De vinos
Ya lo cantaba Bob Dylan hace algunas décadas: "Los tiempos están cambiando". Si antaño bastaban unas mínimas nociones de cine, literatura, música y fútbol para salir airoso de cualquier compromiso social, ahora quien no demuestre unos ciertos conocimientos de vinos, gastronomía, o deportes como la Fórmula 1 o el golf, corre serio peligro de quedar como un palurdo. Quizá por ello, el enoturismo está de moda y cada vez más personas acuden a visitar bodegas y a realizar cursos de cata. Consumir caldos de calidad durante el poteo se ha convertido en un signo de distinción social, a pesar de que en muchos lugares de Euskadi la copa de crianza no baja del euro y medio.

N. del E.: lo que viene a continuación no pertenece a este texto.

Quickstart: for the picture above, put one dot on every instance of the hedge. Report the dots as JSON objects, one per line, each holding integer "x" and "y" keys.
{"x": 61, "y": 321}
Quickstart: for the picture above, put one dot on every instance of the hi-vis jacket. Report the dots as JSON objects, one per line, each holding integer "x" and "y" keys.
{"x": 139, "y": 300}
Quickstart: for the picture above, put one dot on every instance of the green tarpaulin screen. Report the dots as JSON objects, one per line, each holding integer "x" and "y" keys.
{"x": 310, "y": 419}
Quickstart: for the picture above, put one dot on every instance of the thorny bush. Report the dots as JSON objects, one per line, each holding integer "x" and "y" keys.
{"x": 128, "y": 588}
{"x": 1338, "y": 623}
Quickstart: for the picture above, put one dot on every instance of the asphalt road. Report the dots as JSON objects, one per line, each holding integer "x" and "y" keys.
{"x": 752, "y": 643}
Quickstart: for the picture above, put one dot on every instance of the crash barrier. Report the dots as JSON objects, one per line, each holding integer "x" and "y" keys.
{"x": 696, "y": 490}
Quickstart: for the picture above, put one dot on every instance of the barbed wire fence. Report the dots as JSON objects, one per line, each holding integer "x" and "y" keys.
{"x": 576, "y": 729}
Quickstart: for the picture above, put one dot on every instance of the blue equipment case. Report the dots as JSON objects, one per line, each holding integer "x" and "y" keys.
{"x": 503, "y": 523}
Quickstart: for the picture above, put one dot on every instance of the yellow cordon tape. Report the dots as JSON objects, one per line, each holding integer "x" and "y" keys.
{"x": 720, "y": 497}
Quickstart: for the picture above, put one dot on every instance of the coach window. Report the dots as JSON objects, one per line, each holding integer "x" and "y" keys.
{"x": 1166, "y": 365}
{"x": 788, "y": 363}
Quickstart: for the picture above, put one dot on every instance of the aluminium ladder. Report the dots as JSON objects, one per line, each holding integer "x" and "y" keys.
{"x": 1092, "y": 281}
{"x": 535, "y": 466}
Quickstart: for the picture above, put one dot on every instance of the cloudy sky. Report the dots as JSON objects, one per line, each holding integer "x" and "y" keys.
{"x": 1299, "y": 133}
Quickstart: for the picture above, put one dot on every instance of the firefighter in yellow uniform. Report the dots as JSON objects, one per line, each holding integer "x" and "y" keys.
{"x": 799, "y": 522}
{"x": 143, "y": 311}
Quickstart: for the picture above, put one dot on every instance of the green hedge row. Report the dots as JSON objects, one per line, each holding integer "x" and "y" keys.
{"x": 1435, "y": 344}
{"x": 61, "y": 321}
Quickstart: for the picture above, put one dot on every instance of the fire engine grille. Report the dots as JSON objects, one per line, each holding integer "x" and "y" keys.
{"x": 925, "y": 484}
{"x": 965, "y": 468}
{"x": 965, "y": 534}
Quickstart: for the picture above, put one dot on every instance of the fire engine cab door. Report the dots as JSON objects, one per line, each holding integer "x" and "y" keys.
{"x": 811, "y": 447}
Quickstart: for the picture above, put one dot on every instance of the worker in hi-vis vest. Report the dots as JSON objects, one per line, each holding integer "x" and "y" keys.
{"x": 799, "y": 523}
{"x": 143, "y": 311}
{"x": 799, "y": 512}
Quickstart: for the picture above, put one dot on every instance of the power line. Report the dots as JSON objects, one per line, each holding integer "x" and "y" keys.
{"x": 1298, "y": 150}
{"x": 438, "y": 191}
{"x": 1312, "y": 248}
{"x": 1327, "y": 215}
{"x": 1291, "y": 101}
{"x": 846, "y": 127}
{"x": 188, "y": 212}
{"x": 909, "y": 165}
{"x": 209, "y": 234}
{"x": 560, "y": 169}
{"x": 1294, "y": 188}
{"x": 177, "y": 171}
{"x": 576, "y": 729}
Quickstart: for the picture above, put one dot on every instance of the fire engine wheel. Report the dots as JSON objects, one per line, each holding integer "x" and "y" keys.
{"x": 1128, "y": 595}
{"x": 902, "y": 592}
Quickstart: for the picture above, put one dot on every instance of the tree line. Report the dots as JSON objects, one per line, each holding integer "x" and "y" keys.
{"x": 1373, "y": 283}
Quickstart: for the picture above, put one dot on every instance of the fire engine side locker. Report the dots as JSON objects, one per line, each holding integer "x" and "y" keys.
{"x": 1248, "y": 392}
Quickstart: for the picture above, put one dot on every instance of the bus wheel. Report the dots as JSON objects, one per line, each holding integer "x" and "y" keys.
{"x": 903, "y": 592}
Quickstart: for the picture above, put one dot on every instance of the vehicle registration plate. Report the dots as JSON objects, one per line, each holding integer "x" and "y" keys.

Paradójicamente, España cuenta con tales excedentes vinícolas que ha sido preciso retirar del mercado dos millones de hectolitros para que el hundimiento de los precios en algunas zonas no alcance dimensiones apocalípticas. También en la DOC Rioja la baja cotización de la uva arroja negros nubarrones sobre el futuro del sector.
Y, sin embargo, el frecuentar bodegas ha llegado a ser algo tan común como contemplar catedrales. A fin de cuentas, el precio de la entrada (unos seis euros) suele ser similar y, por lo menos, al final de la visita nos obsequian con una degustación de vino (eso sí, sin consagrar). Además, desde que las grandes marcas decidieron recurrir a los servicios de arquitectos de renombre (Gehry, Calatrava, Zaha Hadid, etcétera), acudir a estos modernos templos de Baco no deja de tener su componente cultural y artístico.
En la visita a una bodega siempre se repite la misma liturgia. La inevitable exhibición de la mesa de selección, los enormes depósitos de acero inoxidable con camisas de refrigeración para la elaboración de los caldos, las barricas de roble francés o americano, los jaulones metálicos y la parada final en la tienda. Nunca falta el simpático turista incapaz de entender cómo se elabora el rosado o qué diferencia a un crianza de un reserva. También es habitual el enófilo ávido de conocer cuáles han sido las mejores cosechas de la década.
El momento culminante de la visita es la minicata con la que concluye la misma. Aprendemos que el vino no es tinto, sino picota, rubí o teja, y que entre sus aromas nos podemos encontrar con productos tan sorprendentes como el pimiento verde, el sugus de piña o la caja de puros. ¡Quién lo hubiera dicho!
De vuelta al pueblo, impresionaremos a nuestros amigos con todo lo aprendido. Olfatearemos la copa con maestría y repetiremos los tres o cuatro términos que fuimos capaces de retener: afrutado, límpido, bien estructurado, largo en boca, etcétera. Al final, aunque, como casi siempre, con varios años de retraso, tendemos a reproducir lo que ya en 1957 expresó Roland Barthes en sus Mitologías: "La sociedad designa como enfermo, defectuoso o vicioso a cualquiera que no crea en el vino". Visitar bodegas es un buen modo de empezar a creer.